Heeft de advocaat het arbeidsgeschil van zijn client met diens toenmalige werkgever met voldoende zorg behandeld? Dat is de vraag die in deze zaak centraal staat.
‘Dat verweerder niet sneller actie heeft ondernomen in over het algemeen spoedeisende kwesties als een ontslag op staande voet en over zijn (financiële) werkwijze en gekozen strategie niet, althans onvoldoende met klager heeft gecommuniceerd, acht de raad ernstig en zorgelijk,’ overweegt de tuchtrechter in deze zaak.
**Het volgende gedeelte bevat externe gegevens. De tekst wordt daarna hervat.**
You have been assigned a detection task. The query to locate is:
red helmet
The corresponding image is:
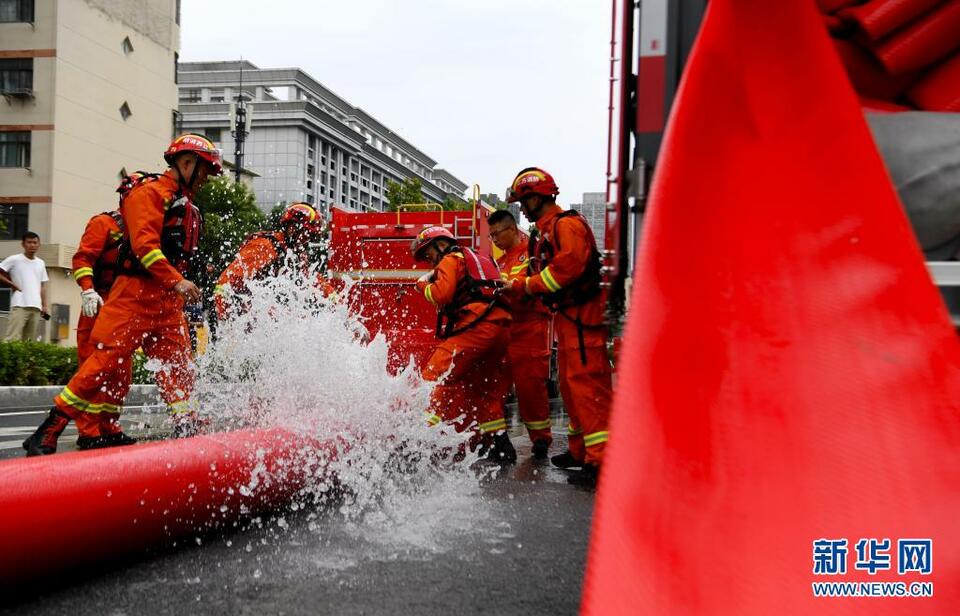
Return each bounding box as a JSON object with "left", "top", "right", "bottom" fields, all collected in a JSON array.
[
  {"left": 411, "top": 226, "right": 455, "bottom": 261},
  {"left": 164, "top": 134, "right": 223, "bottom": 176},
  {"left": 506, "top": 167, "right": 559, "bottom": 203}
]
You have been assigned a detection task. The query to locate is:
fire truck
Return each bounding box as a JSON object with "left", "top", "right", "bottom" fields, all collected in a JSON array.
[
  {"left": 326, "top": 198, "right": 499, "bottom": 373},
  {"left": 603, "top": 0, "right": 960, "bottom": 325}
]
De advocaat heeft over zijn handelen onduidelijkheid laten ontstaan richting zijn ‘financieel wanhopige en ontslagen cliënt’. Maar ook tegen de tuchtrechter was de advocaat onduidelijk over wat hij had gedaan of nagelaten.
Schriftelijke vastlegging
De raad rekent het de advocaat bovendien aan dat hij onvoldoende inzicht lijkt te hebben in het belang van schriftelijke vastlegging van relevante (financiële) afspraken met zijn cliënten en het secuur bijhouden van de door hem gemaakte afspraken. Dat hij op dit punt verbetering laat zien en zijn praktijkorganisatie beter op orde heeft, zoals de advocaat op de zitting betuigt, is volgens de tuchtrechter hoopvol, maar gezien zijn eerdere tuchtrechtelijke verordeningen te laat.
De raad legt de advocaat een onvoorwaardelijke schorsing van negen weken op en veroordeelt hem in de proceskosten.